1 void example01(int *restrict a, const int *b, const int *c, long N)
2 {
3 long i;
4 for (i = 0; i < N; ++i)
5 a[i] = b[i] + c[i];
6 }
We could imagine roughly the vectorized loop with mask on IR level as below.
header:
%n.broadcast.splatinsert = insertelement <8 x i32> undef, i32 %n, i32 0
%n.vec = shufflevector <8 x i32> %broadcast.splatinsert, <8 x i32> undef, <8 x i32> zeroinitializer
br label %loop.body
loop.body:
%index = phi i32 [ 0, %header ], [ %index.next, %loop.body ]
%mask.vec = phi <8 x i1> [ <i1 true, i1 true, i1 true, i1 true, i1 true, i1 true, i1 true, i1 true>, %header ], [ %mask.vec.next, %loop.body ]
%a.addr = getelementptr inbounds i32, i32* %a, i32 %index
%b.addr = getelementptr inbounds i32, i32* %b, i32 %index
%c.addr = getelementptr inbounds i32, i32* %c, i32 %index
%b.val = call <8 x i32> @llvm.masked.load.v8i32.p0v8i32(<8 x i32>* %b.addr, i32 4, <8 x i1> %mask.vec, <8 x i32> undef)
%c.val = call <8 x i32> @llvm.masked.load.v8i32.p0v8i32(<8 x i32>* %c.addr, i32 4, <8 x i1> %mask.vec, <8 x i32> undef)
%a.val = add <8 x i32> %b.val, %c.val
call void @llvm.masked.store.v8i32.p0v8i32(<8 x i32> %a.val, <8 x i32>* %a.addr, i32 4, <8 x i1> %mask.vec)
%index.broadcast.splatinsert = insertelement <8 x i32> undef, i32 %index, i32 0
%index.vec = shufflevector <8 x i32> %index.broadcast.splatinsert, <8 x i32> undef, <8 x i32> zeroinitializer
%index.next.vec = add <8 x i32> index.vec, <i32 0, i32 1, i32 2, i32 3, i32 4, i32 5, i32 6, i32 7>
%lane.cond.vec = icmp lt <8 x i32> %index.next.vec, %n.vec
%mask.vec.next = and <8 x ii> %lane.cond.vec, %mask.vec
%index.next = add i32 index, 8
%cond = icmp eq i64 %index.next, %n
br i1 %cond, label %loop.exit, label %loop.body
loop.exit:
Above vectorized loop does not need tail loop.
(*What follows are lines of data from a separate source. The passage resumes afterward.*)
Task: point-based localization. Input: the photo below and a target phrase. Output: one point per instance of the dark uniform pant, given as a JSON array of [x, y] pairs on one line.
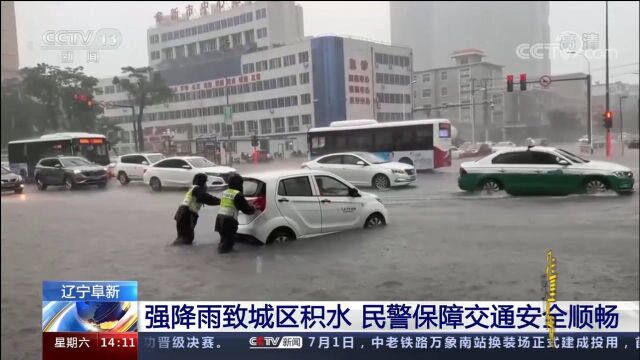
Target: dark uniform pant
[[227, 227], [185, 224]]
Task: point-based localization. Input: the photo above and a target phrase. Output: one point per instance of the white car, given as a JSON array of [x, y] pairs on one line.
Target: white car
[[179, 171], [304, 203], [365, 169], [131, 167]]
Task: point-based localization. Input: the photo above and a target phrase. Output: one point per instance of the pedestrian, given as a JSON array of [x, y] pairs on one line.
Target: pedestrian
[[187, 215], [232, 202]]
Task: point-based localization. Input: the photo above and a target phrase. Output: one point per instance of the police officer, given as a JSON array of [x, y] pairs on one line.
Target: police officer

I guess we could map the %mask.vec to predicate register as native register class on ISelLowering level. The conditional branch could also be mapped to ‘whilexx’ and 'b.xxx on MIR level. In order to get vector type, we could calculate cost model for target as llvm’s vectorizers. If SVE focuses on loop vectorization mainly, I am not sure why the scalarable vector type is needed… From my personal opinion, the VLA programming model could add ambiquity and complexity to compiler because it is not concrete type at compile time… I am not expert for SVE and VLA. I could miss something important. If I missed something, please let me know.
Thanks,
JinGu Kang